El caso de la narrativa es diferente en su elaboración. Me refiero a la novela o al cuento, o a la prosa literaria. Si la poesía es un acto de creatividad e intuición raudas y dinámicas, como la luz de un relámpago, como lago o paisaje de montaña, la novela es de raudales torrentosos, alud social, imagen histórica de una época puntual, para lo cual significa el empleo de tiempo y disciplina, que puede resultar en esfuerzo baldío al no encontrar editor.

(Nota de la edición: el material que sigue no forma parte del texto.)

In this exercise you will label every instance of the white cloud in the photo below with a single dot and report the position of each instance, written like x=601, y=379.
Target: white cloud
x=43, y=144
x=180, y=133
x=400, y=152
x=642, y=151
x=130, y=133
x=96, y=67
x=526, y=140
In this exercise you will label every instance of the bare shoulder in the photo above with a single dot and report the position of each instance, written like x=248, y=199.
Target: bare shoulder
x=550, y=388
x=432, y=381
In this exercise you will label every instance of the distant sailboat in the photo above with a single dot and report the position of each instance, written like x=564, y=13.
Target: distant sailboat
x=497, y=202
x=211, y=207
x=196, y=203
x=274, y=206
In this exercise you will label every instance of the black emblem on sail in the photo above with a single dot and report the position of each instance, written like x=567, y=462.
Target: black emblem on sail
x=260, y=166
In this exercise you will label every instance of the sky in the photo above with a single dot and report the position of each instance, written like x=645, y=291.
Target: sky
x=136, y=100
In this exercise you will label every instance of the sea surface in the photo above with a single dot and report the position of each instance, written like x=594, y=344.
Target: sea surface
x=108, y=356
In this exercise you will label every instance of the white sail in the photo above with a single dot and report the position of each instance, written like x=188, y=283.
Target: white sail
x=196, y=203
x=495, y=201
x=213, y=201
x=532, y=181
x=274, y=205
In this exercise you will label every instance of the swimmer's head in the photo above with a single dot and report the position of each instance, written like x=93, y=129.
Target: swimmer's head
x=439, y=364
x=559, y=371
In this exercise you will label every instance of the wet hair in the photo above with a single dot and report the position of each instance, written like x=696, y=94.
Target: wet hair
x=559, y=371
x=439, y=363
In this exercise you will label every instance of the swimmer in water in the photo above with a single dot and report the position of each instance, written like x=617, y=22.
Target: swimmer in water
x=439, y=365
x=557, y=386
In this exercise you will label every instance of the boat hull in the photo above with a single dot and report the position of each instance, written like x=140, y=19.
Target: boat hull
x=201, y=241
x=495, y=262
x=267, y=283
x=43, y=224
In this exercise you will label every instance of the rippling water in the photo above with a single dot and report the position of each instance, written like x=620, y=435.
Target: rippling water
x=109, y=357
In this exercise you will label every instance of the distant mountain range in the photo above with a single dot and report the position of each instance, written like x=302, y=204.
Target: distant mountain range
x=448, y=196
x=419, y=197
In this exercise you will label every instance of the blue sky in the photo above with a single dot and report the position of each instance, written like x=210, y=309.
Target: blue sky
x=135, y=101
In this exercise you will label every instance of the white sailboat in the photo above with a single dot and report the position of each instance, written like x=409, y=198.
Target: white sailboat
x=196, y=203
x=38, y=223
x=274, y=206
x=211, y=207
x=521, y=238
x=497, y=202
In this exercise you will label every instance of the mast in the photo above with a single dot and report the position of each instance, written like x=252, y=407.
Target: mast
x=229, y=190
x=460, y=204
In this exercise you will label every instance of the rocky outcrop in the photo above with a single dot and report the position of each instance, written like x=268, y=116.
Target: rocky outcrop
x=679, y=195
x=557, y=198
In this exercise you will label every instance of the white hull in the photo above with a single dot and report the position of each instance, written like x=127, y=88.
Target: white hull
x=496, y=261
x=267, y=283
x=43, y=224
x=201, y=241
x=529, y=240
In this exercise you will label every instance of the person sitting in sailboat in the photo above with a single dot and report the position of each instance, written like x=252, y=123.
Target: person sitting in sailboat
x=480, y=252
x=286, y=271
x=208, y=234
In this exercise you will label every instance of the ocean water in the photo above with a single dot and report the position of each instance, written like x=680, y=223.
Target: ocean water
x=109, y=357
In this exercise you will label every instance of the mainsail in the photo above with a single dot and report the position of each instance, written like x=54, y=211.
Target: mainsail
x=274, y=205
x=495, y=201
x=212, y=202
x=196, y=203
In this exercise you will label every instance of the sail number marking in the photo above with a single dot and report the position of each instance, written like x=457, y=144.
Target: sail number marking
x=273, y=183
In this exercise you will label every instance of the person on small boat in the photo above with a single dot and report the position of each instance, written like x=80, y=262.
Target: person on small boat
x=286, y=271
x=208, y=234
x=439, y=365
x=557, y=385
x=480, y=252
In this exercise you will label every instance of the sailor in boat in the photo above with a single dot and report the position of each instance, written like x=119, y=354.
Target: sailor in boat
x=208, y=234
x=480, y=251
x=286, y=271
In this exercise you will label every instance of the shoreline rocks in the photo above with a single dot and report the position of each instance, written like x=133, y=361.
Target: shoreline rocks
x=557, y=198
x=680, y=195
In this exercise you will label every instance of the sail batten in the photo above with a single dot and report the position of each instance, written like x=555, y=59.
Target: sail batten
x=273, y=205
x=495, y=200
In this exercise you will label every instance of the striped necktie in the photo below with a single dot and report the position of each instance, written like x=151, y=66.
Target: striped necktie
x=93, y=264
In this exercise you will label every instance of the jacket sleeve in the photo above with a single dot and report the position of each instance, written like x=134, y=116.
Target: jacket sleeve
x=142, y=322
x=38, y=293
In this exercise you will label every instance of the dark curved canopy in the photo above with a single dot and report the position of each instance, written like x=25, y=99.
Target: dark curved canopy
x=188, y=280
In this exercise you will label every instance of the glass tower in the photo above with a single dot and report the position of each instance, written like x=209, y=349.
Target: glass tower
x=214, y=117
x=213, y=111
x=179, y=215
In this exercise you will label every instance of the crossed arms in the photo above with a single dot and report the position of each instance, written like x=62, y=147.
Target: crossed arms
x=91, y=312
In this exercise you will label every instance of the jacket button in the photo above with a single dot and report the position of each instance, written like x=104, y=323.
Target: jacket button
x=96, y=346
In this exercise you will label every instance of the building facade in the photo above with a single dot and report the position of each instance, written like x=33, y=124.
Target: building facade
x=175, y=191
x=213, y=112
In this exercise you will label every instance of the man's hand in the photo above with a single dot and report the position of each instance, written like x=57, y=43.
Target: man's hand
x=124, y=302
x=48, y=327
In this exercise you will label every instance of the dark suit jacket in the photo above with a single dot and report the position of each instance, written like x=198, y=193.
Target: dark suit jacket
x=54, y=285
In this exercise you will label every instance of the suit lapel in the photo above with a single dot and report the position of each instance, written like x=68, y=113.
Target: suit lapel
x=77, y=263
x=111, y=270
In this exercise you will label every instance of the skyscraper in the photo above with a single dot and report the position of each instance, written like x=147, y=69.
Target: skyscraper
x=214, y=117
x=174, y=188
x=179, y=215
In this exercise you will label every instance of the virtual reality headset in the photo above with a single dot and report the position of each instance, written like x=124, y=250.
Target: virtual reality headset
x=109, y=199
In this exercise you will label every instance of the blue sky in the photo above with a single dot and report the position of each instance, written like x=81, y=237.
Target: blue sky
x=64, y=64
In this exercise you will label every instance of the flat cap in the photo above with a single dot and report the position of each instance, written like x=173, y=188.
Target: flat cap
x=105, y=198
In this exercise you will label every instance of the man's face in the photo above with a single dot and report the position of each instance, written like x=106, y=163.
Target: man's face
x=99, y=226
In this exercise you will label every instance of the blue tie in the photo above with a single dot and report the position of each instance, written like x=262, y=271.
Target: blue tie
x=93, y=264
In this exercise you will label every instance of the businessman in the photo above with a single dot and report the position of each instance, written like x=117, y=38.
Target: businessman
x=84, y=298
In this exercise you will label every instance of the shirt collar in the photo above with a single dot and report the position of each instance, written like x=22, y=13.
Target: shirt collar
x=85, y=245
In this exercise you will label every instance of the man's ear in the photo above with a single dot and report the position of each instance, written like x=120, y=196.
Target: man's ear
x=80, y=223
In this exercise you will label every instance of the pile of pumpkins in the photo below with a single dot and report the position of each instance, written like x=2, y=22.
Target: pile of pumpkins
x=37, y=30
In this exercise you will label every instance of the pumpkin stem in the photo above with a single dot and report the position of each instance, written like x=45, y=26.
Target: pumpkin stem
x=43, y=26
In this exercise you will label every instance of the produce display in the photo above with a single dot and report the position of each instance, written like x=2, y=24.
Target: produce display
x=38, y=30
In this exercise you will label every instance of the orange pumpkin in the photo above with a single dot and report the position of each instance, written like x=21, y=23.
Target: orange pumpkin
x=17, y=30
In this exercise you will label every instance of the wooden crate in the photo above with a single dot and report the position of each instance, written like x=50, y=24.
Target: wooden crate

Y se aplica a grandes novelistas. Franz Kafka, por ejemplo, considerado el gran novelista universal, ante la dificultad de publicar su obra pidió en el lecho de muerte a su gran amigo y albacea Max Brod que quemara todos sus escritos. Dios quiso que no cumpliera la promesa sagrada, y por Brod conocemos al autor de “La metamorfosis”. No digamos de James Joyce, para muchos el novelista más influyente del siglo XX a escala mundial, tuvo que llorar a los editores para que se le publicara.
El mismo Cervantes fue menospreciado en vida, incluso quiso venir a vivir a Sonsonate donde un amigo y poeta español que le ofrecía trabajo, cuando ya había escrito algunas de sus novelas; pero siendo un héroe nacional, no le fue permitido salir de su país. Tampoco le ofrecieron trabajo y escribió “El Quijote”.
El caso de Nietzsche, poeta y filósofo, es más triste, solo reconocido hasta después de su muerte, y por desgracia fue apropiado por el régimen hitleriano.
¿Y Herman Melville, autor de “Moby Dick”, la novela clásica de Estados Unidos en el siglo XIX, paradigma inobjetable de la literatura de Estados Unidos? Tuvo que trabajar 20 años como inspector de aduanas para pagar deudas y dedicarse a escribir esa obra, nadie la compró y su novela fue totalmente desconocida por la crítica, hasta que se descubrió en el primer cuarto del siglo XX.
Igual pasó con “Cien años de soledad” de García Márquez. Fue rechazada por sus amigos escritores y editores españoles por no encontrarle calidad literaria.
Esos son los riesgos de quien asume la vocación de escritor, en cualquier tiempo y no solo en los países del quinto mundo. Escribir literatura es encontrar un camino diferente en la vida, quizá escabroso, pero vale la pena. Es aventurarse a una maravilla del pensamiento y de la creatividad.